In 2011 Jason Justice joined WVCO with "The Judge" and "Fat Harold's LIVE"

In 2012 Stephen Blackburn joined WVCO with "Mornings with Stevie B"

In 2016 Mike Worley joined WVCO with Edge Entertainment's "The Edge Radio Show"

In 2017 Jim Morgan joined WVCO with the program "A Joyful Noise" Sunday mornings and in January 2018 became their morning show host.

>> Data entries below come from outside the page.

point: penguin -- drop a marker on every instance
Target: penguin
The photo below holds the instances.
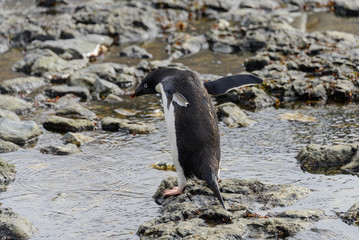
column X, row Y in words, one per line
column 191, row 120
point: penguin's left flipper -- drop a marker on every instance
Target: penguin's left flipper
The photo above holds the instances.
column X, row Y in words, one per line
column 173, row 95
column 223, row 85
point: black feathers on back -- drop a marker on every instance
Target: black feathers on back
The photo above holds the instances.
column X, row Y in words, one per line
column 223, row 85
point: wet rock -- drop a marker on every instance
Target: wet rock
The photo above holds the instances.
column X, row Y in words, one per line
column 342, row 90
column 61, row 124
column 184, row 44
column 83, row 79
column 76, row 48
column 297, row 117
column 252, row 98
column 20, row 133
column 4, row 46
column 14, row 104
column 351, row 216
column 49, row 3
column 45, row 64
column 9, row 114
column 135, row 52
column 21, row 30
column 73, row 109
column 323, row 158
column 75, row 138
column 7, row 173
column 62, row 90
column 21, row 85
column 25, row 64
column 6, row 146
column 14, row 226
column 346, row 8
column 105, row 88
column 115, row 124
column 196, row 213
column 107, row 71
column 68, row 149
column 233, row 116
column 256, row 63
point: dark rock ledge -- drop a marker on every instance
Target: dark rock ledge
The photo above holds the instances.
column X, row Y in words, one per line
column 196, row 214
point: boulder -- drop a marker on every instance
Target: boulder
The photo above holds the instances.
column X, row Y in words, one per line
column 62, row 90
column 233, row 116
column 115, row 124
column 14, row 104
column 74, row 110
column 197, row 213
column 14, row 226
column 134, row 51
column 76, row 48
column 19, row 133
column 61, row 124
column 351, row 216
column 346, row 8
column 6, row 146
column 75, row 138
column 7, row 173
column 21, row 85
column 9, row 114
column 68, row 149
column 324, row 158
column 45, row 64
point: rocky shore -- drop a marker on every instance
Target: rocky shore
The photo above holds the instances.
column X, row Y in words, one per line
column 65, row 73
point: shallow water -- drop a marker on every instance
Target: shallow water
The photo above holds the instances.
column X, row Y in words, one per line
column 105, row 192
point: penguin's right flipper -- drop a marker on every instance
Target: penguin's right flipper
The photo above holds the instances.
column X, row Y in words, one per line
column 223, row 85
column 173, row 95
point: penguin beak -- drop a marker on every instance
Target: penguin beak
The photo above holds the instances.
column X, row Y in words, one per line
column 133, row 95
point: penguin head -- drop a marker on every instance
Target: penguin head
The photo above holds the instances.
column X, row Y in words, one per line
column 149, row 83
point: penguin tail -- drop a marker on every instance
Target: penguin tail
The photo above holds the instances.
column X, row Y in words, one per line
column 212, row 181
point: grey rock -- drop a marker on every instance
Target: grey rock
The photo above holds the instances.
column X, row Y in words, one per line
column 104, row 88
column 74, row 110
column 256, row 63
column 108, row 71
column 20, row 133
column 194, row 214
column 184, row 44
column 134, row 51
column 75, row 138
column 76, row 48
column 351, row 216
column 25, row 64
column 68, row 149
column 115, row 124
column 6, row 146
column 9, row 114
column 62, row 90
column 14, row 104
column 233, row 116
column 323, row 158
column 252, row 98
column 14, row 226
column 83, row 79
column 7, row 173
column 45, row 64
column 61, row 124
column 347, row 8
column 4, row 46
column 22, row 84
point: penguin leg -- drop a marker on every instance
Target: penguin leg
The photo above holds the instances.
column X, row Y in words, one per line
column 181, row 185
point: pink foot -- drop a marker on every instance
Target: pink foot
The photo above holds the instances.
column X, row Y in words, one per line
column 173, row 191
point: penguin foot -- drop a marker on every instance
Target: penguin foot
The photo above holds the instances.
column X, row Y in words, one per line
column 173, row 191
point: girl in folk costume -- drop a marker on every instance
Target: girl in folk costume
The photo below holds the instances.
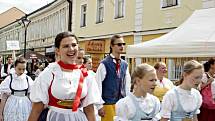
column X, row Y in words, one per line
column 162, row 84
column 63, row 87
column 88, row 65
column 208, row 106
column 15, row 104
column 182, row 103
column 140, row 105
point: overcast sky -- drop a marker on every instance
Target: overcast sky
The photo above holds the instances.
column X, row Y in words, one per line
column 26, row 6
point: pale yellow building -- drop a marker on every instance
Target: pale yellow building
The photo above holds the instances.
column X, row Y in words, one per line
column 10, row 16
column 136, row 20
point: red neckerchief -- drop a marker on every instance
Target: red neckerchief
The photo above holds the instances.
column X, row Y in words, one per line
column 76, row 102
column 117, row 66
column 67, row 66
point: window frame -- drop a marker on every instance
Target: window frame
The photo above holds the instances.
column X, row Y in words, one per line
column 100, row 14
column 117, row 8
column 166, row 3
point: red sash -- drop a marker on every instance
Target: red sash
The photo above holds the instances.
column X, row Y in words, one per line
column 78, row 94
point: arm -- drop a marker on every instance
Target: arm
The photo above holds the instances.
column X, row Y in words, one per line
column 37, row 108
column 207, row 83
column 2, row 72
column 89, row 112
column 128, row 81
column 164, row 119
column 100, row 76
column 2, row 104
column 195, row 118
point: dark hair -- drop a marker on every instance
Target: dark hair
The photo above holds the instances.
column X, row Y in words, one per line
column 113, row 39
column 20, row 60
column 61, row 36
column 207, row 65
column 86, row 58
column 9, row 57
column 188, row 68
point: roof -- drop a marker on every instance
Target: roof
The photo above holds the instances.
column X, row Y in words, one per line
column 194, row 38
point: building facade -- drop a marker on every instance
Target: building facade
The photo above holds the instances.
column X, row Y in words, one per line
column 95, row 21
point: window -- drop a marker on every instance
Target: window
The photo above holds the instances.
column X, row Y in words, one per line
column 169, row 3
column 83, row 15
column 100, row 11
column 119, row 8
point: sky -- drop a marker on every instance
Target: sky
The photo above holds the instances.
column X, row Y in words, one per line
column 27, row 6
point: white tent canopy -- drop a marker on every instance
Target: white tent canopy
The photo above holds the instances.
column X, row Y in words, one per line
column 194, row 38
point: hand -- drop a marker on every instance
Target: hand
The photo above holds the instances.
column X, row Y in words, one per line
column 1, row 117
column 101, row 112
column 210, row 79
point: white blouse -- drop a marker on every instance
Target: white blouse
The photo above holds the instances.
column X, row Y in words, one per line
column 64, row 86
column 165, row 83
column 19, row 83
column 190, row 100
column 125, row 108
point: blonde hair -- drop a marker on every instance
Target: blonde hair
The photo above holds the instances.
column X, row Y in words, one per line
column 158, row 65
column 188, row 68
column 139, row 72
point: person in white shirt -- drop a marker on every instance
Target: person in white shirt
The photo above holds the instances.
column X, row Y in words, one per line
column 163, row 84
column 113, row 78
column 207, row 110
column 15, row 103
column 182, row 103
column 6, row 69
column 69, row 93
column 141, row 104
column 88, row 65
column 1, row 66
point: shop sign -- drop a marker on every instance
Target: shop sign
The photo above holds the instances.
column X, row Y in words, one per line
column 95, row 46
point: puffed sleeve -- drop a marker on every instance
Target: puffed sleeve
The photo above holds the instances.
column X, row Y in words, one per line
column 93, row 94
column 30, row 81
column 4, row 86
column 199, row 97
column 125, row 108
column 157, row 111
column 39, row 89
column 167, row 105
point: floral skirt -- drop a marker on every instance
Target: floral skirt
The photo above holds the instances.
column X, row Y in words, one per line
column 17, row 108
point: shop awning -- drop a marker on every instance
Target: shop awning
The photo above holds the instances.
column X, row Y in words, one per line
column 194, row 38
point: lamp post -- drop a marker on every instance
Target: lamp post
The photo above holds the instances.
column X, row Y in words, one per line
column 70, row 15
column 25, row 22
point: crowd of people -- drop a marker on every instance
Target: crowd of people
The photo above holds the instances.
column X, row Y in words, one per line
column 69, row 90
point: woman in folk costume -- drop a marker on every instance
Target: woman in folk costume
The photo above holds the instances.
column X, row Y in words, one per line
column 207, row 110
column 88, row 65
column 141, row 104
column 162, row 84
column 15, row 104
column 64, row 87
column 182, row 103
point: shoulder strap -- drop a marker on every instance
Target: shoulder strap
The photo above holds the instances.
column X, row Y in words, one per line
column 11, row 78
column 78, row 93
column 28, row 85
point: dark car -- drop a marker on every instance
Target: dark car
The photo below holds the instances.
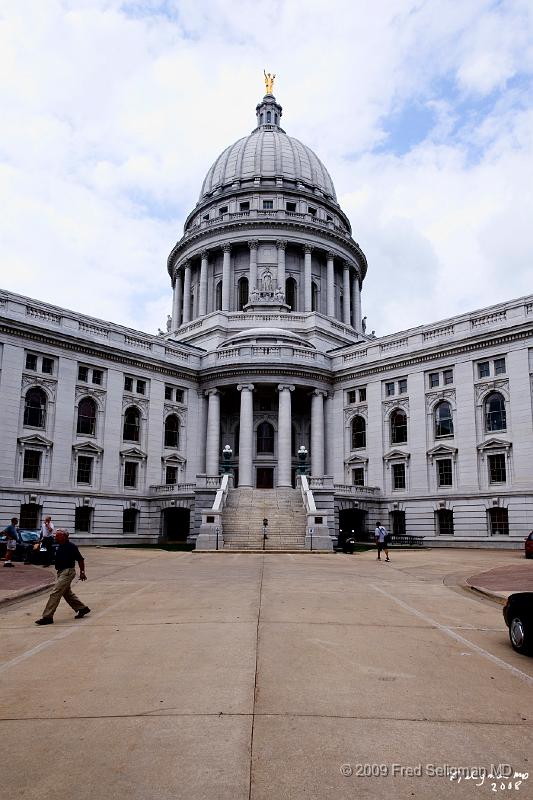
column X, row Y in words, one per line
column 518, row 616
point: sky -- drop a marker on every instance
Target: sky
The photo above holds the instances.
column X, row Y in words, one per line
column 112, row 113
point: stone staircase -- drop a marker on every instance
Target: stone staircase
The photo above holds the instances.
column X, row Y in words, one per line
column 243, row 515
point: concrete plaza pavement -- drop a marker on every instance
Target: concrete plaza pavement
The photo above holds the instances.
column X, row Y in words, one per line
column 257, row 676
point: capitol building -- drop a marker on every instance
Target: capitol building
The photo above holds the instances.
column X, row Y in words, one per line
column 267, row 398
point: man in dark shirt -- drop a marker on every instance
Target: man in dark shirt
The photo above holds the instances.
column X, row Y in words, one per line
column 66, row 556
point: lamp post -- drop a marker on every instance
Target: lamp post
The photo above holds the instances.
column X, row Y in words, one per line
column 302, row 460
column 226, row 459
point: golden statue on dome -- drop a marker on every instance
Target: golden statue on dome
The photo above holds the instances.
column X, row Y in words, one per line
column 269, row 82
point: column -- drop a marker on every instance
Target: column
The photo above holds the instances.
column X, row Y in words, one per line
column 284, row 434
column 281, row 245
column 246, row 434
column 307, row 277
column 330, row 286
column 202, row 305
column 253, row 245
column 346, row 295
column 178, row 301
column 212, row 455
column 356, row 304
column 226, row 270
column 186, row 317
column 317, row 434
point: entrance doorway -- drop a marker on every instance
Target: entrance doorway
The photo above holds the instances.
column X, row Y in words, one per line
column 352, row 519
column 265, row 478
column 175, row 524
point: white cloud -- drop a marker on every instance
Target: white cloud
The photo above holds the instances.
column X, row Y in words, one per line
column 113, row 112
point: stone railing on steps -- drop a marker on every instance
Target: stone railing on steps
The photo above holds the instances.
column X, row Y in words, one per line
column 211, row 536
column 316, row 532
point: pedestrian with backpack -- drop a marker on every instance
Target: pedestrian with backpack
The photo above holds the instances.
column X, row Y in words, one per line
column 382, row 538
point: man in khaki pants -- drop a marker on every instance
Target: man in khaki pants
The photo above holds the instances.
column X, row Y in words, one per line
column 66, row 556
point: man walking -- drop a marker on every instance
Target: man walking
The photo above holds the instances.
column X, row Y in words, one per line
column 11, row 542
column 66, row 556
column 381, row 536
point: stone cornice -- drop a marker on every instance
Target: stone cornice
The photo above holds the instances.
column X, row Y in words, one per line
column 272, row 227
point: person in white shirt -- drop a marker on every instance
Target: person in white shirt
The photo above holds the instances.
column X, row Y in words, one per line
column 381, row 536
column 47, row 539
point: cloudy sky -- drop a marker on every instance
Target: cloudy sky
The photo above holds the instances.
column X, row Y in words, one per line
column 113, row 111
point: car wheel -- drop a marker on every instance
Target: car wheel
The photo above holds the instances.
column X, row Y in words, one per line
column 521, row 635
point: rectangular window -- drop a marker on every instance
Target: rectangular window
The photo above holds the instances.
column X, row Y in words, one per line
column 447, row 377
column 85, row 469
column 358, row 476
column 499, row 366
column 48, row 366
column 130, row 474
column 171, row 477
column 497, row 472
column 398, row 476
column 483, row 369
column 32, row 465
column 31, row 361
column 444, row 472
column 82, row 519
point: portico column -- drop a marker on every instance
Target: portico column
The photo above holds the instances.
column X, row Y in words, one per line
column 253, row 245
column 186, row 317
column 346, row 295
column 202, row 305
column 307, row 278
column 226, row 265
column 284, row 434
column 246, row 435
column 212, row 455
column 178, row 301
column 281, row 245
column 317, row 434
column 330, row 286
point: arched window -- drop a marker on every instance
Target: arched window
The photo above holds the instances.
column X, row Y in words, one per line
column 290, row 293
column 86, row 417
column 243, row 292
column 314, row 297
column 398, row 423
column 132, row 424
column 35, row 408
column 265, row 438
column 172, row 431
column 443, row 419
column 358, row 432
column 495, row 419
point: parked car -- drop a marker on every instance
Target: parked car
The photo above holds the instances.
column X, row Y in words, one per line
column 518, row 616
column 26, row 541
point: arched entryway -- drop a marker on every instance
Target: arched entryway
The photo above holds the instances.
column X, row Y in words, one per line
column 175, row 524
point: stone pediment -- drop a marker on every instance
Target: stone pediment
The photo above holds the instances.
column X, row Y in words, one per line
column 88, row 447
column 494, row 444
column 35, row 439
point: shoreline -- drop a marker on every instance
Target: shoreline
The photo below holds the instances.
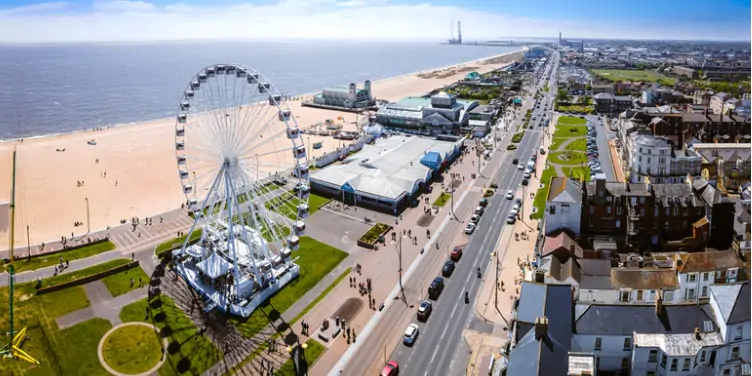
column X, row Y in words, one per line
column 141, row 122
column 131, row 170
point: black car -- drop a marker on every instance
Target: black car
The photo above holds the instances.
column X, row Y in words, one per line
column 424, row 310
column 448, row 269
column 437, row 286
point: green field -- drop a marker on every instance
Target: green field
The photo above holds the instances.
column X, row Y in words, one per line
column 24, row 264
column 614, row 75
column 316, row 260
column 71, row 351
column 185, row 342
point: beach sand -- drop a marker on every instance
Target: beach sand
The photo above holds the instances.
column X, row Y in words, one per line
column 142, row 176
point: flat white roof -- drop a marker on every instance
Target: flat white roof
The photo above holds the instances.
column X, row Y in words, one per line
column 389, row 168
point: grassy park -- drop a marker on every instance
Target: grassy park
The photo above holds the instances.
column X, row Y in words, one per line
column 316, row 260
column 614, row 75
column 22, row 264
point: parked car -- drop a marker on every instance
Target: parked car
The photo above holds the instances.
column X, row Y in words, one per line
column 424, row 310
column 411, row 334
column 448, row 268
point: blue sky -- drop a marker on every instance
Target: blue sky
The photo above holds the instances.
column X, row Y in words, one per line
column 78, row 20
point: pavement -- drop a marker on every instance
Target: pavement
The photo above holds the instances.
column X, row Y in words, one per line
column 450, row 315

==Death of WVCO co-owner Bill Norman and subsequent investigation==
Owner Bill Norman suffered a serious stroke on September 29, 2012, and died at Grand Strand Regional Medical Center on October 14, 2012, from what initially was labelled a "cerebral vascular accident" on the death certificate. On October 19, 2012, the Myrtle Beach Police Department launched an investigation into Norman's death. WMBF-TV reported on December 6–7, 2012, that a 53-year-old nurse, Janet Kupka, had given Norman 20 milligrams of morphine instead of the prescribed 4 milligrams. Kupka allegedly admitted to a witness that she gave Norman the drug Diprivan. Norman was brain dead due to the stroke. Norman's body had been cremated and was not available to be autopsied. The cause of death may be changed to an overdose.